A practical AI playbook for political and communications professionals — three sector-specific frameworks for staying ahead
The real risk from AI for political and communications professionals is not replacement but competitive disadvantage — being "lapped" by colleagues who adopt AI tools faster. Execution speed becomes a visible marker separating AI-adopters from traditionalists. Strategic judgment, voice interpretation, and relationship-building remain irreplaceable; what AI removes is the analysis and production friction that previously consumed the hours needed for that high-value work.
The "Post-it test": before starting any task, ask "Can AI do that?" If yes, delegate the execution and redirect effort to the irreplaceably human decision — what to do with the output, how to interpret it for this client, what the strategic implication is. Human judgment about strategy, relationships, and voice is the constraint; AI removes the friction around it.
The shift: Information synthesis is becoming commoditized. Real-time legislative monitoring tools (e.g., Delve AI) now transcribe speeches and flag relevant sections automatically, compressing hours of analysis into background processing. Stop using AI as a research shortcut; deploy it as the analyst preparing briefings so the strategist focuses on client-specific interpretation and relationship leverage.
Practical action: Build custom prompts around client priority issues before major speeches or events. Target specific policy topics (not broad categories) to flag dollar figures, regulatory signals, and actionable implications. Example from the 2026 State of the Union: memo distribution before official transcripts circulated — time-compression as competitive signal.
The shift: Writing production is becoming automatable, but voice and authenticity remain critical. Generic AI-drafted content erodes client credibility. Building AI infrastructure — custom models, style guides, guardrails — is now core job responsibility, not optional. Unoptimized AI output sounds obviously machine-generated; optimized output is indistinguishable from the client's own voice.
Practical action: Upload 10–15 client materials (prioritizing transcripts alongside written work) into Claude or ChatGPT. Generate a detailed style guide capturing tone, sentence structure, recurring themes, and language the client would avoid. Attach this guide to all future content prompts. Strategic instincts become the premium skill; AI handles the drafting.
The shift: Most voter interaction data — calls, door knocks, events — disappears after collection. AI transcription and analysis of this data reveals real-time constituent trends, enabling individualized follow-up at scale rather than mass broadcasts. Speed without judgment is liability: AI-generated voter contact scripts require stress-testing against district context, candidate voice, and opponent vulnerabilities.

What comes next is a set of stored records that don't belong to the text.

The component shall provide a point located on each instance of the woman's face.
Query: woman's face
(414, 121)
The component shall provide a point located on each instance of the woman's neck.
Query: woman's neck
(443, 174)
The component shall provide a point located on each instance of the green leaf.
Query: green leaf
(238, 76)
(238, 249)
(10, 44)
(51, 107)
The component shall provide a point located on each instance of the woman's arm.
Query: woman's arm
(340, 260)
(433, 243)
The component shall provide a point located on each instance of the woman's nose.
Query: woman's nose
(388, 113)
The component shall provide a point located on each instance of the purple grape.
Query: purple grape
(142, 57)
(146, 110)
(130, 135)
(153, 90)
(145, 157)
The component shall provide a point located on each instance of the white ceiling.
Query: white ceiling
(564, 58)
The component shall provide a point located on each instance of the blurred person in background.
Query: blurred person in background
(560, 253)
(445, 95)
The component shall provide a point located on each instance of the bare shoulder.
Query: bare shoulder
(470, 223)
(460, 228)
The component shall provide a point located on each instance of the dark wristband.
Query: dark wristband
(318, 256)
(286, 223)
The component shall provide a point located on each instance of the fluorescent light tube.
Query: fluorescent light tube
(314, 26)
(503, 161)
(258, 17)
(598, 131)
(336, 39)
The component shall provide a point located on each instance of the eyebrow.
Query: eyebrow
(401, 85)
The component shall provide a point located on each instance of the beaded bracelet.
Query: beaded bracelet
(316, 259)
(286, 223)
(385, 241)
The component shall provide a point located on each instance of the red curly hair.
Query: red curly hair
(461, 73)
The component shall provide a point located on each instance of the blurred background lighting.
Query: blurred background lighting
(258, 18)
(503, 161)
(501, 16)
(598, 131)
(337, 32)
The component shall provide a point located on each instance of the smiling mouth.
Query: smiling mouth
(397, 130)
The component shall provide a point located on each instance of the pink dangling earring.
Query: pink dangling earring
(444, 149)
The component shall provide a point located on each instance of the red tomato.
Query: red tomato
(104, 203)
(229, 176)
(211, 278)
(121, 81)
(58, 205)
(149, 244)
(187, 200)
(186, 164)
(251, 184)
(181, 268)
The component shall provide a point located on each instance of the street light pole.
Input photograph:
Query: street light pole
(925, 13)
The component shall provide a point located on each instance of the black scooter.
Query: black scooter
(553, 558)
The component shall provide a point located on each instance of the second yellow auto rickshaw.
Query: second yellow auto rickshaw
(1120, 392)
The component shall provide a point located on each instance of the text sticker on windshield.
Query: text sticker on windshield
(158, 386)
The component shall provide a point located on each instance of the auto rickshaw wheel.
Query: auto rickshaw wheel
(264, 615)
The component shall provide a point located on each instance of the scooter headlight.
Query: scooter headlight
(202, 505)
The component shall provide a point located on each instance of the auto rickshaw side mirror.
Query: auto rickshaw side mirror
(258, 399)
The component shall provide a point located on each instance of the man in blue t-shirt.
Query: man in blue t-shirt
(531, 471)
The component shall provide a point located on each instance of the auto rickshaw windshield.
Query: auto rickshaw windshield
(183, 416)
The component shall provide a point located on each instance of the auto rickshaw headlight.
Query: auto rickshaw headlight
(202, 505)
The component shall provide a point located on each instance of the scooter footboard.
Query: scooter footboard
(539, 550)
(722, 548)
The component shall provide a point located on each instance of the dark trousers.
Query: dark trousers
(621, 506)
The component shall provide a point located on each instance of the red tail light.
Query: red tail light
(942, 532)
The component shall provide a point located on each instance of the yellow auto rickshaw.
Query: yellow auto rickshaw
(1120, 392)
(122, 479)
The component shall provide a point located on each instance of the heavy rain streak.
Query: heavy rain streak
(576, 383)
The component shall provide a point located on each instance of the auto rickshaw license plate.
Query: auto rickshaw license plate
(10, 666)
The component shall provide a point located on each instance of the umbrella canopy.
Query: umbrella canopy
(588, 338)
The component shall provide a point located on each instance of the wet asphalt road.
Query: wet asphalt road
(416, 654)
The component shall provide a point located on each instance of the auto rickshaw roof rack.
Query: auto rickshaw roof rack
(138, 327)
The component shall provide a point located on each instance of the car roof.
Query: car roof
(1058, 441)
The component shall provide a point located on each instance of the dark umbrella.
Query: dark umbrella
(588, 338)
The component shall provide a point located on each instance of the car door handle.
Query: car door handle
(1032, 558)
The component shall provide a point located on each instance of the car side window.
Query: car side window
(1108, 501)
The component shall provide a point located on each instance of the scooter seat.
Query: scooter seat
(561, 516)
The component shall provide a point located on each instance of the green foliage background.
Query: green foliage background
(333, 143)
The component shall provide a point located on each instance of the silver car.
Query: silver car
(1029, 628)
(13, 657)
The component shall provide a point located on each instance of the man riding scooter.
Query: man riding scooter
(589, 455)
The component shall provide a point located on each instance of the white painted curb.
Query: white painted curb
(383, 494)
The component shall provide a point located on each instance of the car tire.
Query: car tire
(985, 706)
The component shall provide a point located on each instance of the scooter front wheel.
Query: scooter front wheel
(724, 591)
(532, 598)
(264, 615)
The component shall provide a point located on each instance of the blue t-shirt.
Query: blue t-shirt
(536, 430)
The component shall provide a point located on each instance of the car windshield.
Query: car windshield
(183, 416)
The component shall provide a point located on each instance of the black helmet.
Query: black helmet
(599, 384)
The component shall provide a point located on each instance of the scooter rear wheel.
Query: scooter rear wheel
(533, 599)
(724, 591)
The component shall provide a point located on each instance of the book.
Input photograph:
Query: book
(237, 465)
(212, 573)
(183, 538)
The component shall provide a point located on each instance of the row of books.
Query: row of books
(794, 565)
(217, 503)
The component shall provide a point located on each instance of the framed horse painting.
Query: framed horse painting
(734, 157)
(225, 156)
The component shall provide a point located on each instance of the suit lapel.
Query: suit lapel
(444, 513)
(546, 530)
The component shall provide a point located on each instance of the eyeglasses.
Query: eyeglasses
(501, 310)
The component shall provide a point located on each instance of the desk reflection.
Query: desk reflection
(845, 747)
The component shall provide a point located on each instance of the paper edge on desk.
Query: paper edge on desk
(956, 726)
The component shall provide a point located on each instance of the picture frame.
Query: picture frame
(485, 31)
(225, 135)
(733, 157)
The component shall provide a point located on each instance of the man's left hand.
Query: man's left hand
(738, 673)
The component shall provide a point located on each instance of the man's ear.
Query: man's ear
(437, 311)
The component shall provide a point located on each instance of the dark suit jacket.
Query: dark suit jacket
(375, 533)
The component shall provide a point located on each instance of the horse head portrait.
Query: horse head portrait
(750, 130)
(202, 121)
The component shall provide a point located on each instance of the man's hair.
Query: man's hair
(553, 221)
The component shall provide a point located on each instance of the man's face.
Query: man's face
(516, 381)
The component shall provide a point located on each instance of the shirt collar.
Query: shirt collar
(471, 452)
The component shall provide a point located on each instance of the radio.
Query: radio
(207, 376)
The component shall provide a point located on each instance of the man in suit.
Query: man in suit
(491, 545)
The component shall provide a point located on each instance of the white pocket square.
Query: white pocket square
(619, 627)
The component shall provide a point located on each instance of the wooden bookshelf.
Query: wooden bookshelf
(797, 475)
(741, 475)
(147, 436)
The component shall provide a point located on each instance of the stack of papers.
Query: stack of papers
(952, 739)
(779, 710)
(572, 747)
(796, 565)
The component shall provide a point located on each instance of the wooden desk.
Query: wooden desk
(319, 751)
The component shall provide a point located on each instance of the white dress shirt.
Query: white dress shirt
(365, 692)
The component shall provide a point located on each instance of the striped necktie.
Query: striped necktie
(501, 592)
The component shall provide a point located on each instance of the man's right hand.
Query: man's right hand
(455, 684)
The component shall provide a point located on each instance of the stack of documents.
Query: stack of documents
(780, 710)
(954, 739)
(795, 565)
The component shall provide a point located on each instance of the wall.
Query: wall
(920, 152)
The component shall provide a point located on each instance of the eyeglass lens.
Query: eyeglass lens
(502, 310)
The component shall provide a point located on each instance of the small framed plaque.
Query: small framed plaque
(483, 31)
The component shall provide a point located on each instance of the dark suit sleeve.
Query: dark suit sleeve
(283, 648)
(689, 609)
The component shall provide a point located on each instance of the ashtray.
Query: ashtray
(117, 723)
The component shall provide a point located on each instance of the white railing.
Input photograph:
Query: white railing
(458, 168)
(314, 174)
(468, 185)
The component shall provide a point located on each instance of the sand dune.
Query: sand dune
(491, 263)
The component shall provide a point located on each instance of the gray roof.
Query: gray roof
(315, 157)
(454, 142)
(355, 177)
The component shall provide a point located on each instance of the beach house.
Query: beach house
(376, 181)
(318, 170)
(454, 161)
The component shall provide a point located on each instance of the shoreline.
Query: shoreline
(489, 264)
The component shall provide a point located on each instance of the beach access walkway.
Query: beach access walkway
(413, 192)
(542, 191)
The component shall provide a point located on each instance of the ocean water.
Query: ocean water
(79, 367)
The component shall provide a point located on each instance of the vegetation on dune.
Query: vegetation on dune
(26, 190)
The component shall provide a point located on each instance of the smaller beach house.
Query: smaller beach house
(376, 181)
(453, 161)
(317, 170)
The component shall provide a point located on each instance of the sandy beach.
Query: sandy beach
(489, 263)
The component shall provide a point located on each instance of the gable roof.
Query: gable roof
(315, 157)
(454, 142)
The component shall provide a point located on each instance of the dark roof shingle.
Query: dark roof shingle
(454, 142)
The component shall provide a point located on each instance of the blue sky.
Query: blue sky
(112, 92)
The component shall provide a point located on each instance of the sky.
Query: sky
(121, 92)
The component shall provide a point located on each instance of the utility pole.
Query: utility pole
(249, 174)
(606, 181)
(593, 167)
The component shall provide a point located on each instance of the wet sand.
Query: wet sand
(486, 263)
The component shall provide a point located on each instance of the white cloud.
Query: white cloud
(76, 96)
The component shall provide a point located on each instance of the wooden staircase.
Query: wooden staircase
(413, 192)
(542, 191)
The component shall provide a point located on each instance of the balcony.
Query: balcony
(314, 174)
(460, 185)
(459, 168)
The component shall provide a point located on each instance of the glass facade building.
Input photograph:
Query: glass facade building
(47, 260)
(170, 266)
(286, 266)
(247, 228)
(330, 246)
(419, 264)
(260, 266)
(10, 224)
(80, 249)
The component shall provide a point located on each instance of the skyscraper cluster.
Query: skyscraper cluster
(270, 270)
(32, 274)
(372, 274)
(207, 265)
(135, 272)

Practical action: Audit existing voter interaction data currently unused (call logs, canvasser notes, event sign-ins, town hall recordings). Identify missing capture systems. Assign ownership of the AI processing pipeline to a specific team member — without accountability, automation won't activate. Trust and transparency become electoral advantages with AI-skeptical voters.
Harbath's playbook documents the practitioner adoption curve that creates the window Kyanos operates in. The lag between AI capability and professional adoption is where Kyanos's value proposition lives: campaigns that haven't yet built their AI infrastructure are the clients who need the AUDIT most urgently, because they don't know what AI is saying about them.
The style guide approach validates the chatbot voice design. Harbath's Playbook 2 — building custom models from 10–15 client materials to capture authentic voice — is exactly the methodology behind the REMEDY brief framework. The chatbot's Bill Campbell persona and the Block 1 voice rules are a formalized version of this: a style constraint derived from the candidate's existing communication patterns, attached to every prompt.
The voter interaction data gap is an AUDIT signal. Harbath documents that most campaign voter interaction data disappears after collection. This data — call logs, canvasser notes — represents the unstructured, unindexed corpus of a campaign's actual constituent intelligence. It is not crawlable. AI systems answering voter questions about "what the campaign stands for" will not have access to it. This reinforces why the AUDIT focuses on what AI can retrieve, not what the campaign knows internally.
"Lapped" is the right framing for early-mover advantage. Harbath's framing — not replacement, but being lapped by faster adopters — is more accurate than "winning" or "losing" the AI race. It suggests a continuous competitive disadvantage that compounds over time rather than a discrete outcome. This is directly applicable to how Kyanos explains urgency to campaigns: a competitor who builds AI legibility now is not just temporarily ahead — they are establishing a structural advantage that is harder to close each cycle.